Synopsis (spoilers ahead): The issue opens with Harley bleeding on the ground with Lord Death Man standing over her. Harley responds with a vicious strike which knocks Lord Death Man’s head off his shoulders. Before Harley can separate, both the head and body disappear. On the city streets, Tina of Apokolips is celebrated as a hero after she saves a child from a burning bus. Harley has a hot dog, calls her mom, and is told by creepy land developer Mr. Lennick that she has two hours before the Freakshow legally belongs to him and can be bulldozed. So, Harley goes off once again to kill Lord Death Man.
In a Manhattan penthouse, Lord Death Man recovers as his men ask him why he is willingly walking into Harley’s traps and Lord Death Man yells for Harley to try again. Harley lures Lord Death Man to an inflatable bouncy castle which leads to a series of death traps (Bears, lions, sharks, rocket-propelled grenades, etc) which ends with Lord Death Man being blown up and dropped into a live volcano. Harley is paid for killing Lord Death Man, who is revealed to have survived and to be the mystery client who hired Harley to kill him, professing his love for Harley Quinn to a shadowy thug.
Harley’s building is saved and Harley settles in to read her Harley Quinn comic book. In the epilogue, a mystery woman runs from a terrible date when she senses trouble, discovering that DC Continuity has been compromised. The woman shouts that Harley Quinn must be stopped and transforms into “Jonni DC, Continuity Cop”.
Analysis: Harley Quinn is a character that is hard to pin down. In some books, she’s a conflicted figure with a heart of gold who has survived horrific abuse and come out the other end a stronger person. In other books, she’s an amoral and unstable killer. And sometimes she’s a cross between Bugs Bunny, Deadpool, and a disgruntled Hot Topic employee. That’s the Harley we tend to get in her ongoing title, and Harley Quinn #49 is no exception. I don’t think there’s anything wrong with that take on the character, but it is also a Harley Quinn that I don’t find particularly interesting.

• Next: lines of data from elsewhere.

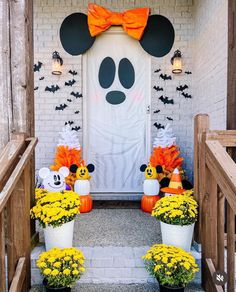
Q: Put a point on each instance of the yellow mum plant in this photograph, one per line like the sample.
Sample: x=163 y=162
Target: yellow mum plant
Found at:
x=61 y=267
x=55 y=208
x=170 y=265
x=176 y=210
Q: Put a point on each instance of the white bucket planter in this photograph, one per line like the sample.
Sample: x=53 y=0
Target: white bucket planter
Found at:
x=59 y=236
x=151 y=187
x=82 y=187
x=179 y=236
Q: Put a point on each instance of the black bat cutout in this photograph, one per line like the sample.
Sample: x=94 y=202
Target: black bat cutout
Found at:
x=52 y=89
x=70 y=82
x=61 y=107
x=158 y=88
x=69 y=123
x=76 y=128
x=165 y=77
x=76 y=94
x=38 y=66
x=182 y=87
x=73 y=72
x=166 y=100
x=186 y=95
x=158 y=126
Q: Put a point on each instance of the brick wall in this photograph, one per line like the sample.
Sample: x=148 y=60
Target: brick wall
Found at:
x=48 y=15
x=210 y=60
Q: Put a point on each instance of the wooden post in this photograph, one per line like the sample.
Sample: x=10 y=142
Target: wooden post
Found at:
x=18 y=236
x=2 y=253
x=209 y=228
x=5 y=100
x=220 y=231
x=201 y=127
x=230 y=248
x=231 y=90
x=22 y=78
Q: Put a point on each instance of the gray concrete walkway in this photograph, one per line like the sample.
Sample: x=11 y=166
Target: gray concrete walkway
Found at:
x=119 y=288
x=113 y=241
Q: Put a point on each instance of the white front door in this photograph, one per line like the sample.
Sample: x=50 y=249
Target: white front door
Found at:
x=116 y=119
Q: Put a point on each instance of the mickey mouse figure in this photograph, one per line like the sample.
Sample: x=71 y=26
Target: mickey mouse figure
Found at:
x=151 y=186
x=54 y=181
x=82 y=185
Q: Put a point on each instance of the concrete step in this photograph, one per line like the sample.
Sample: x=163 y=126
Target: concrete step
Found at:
x=116 y=265
x=147 y=287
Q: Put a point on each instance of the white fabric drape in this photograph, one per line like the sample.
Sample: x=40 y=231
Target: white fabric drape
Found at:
x=116 y=134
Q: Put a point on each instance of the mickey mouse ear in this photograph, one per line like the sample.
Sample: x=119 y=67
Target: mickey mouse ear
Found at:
x=74 y=34
x=158 y=37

Don’t get me wrong, this is a fun read. There is a cartoonish energy to this issue that I can’t help appreciate, but at the end of the day, everything about this book is very much on the surface. But as much as I enjoy the Wile E. Coyote hijinks, it’s just another example of a book that is just a bunch of stuff that happens. One week, Harley’s in Apokolips. Before that, she ran for mayor. And now she’s spiraling further into parody by destroying “DC Continuity”, which, will turn out just fine. None of it means anything. Its just a bunch of stuff that happens. Harley never learns anything, and there are no real stakes in this title. This book is like candy floss. It is colorful and fun, but it’s not a meal. So while I enjoy the zany adventures, it’s really hard to muster any real interest in what’s presented here.
That being said, Lord Death Man is an interesting foil for Harley and I like the seeds that have been planted here for further interactions between the two of them. To keep the Looney Toons analogy going, it would be fun to see Lord Death Man turn into Harley’s lovesick Pepi Le Pew.

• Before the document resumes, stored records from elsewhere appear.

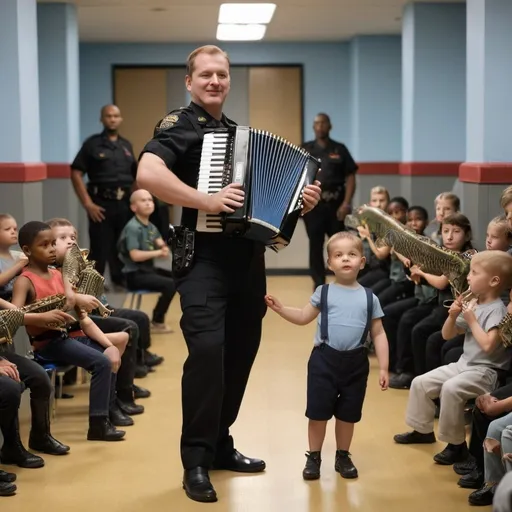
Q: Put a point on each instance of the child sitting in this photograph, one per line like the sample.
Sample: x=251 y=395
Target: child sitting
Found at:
x=446 y=204
x=10 y=266
x=338 y=367
x=98 y=355
x=140 y=243
x=396 y=286
x=377 y=262
x=477 y=370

Allison Borges does a great job with the art. His style is a good match for cartoon lunatic tone that the book seems to be going for, particularly in the Lord Death Man deathtrap sequence.
Final Thoughts: I’m not advocating for a “Darkness, No Parents” take on Harley Quinn… that would get old fast. If this was some sort of limited series, “Harley vs the DC Universe”, I would say buckle in and enjoy the ride. But in the “Harley Quinn” ongoing series, I think that the character deserves more than what’s presented here.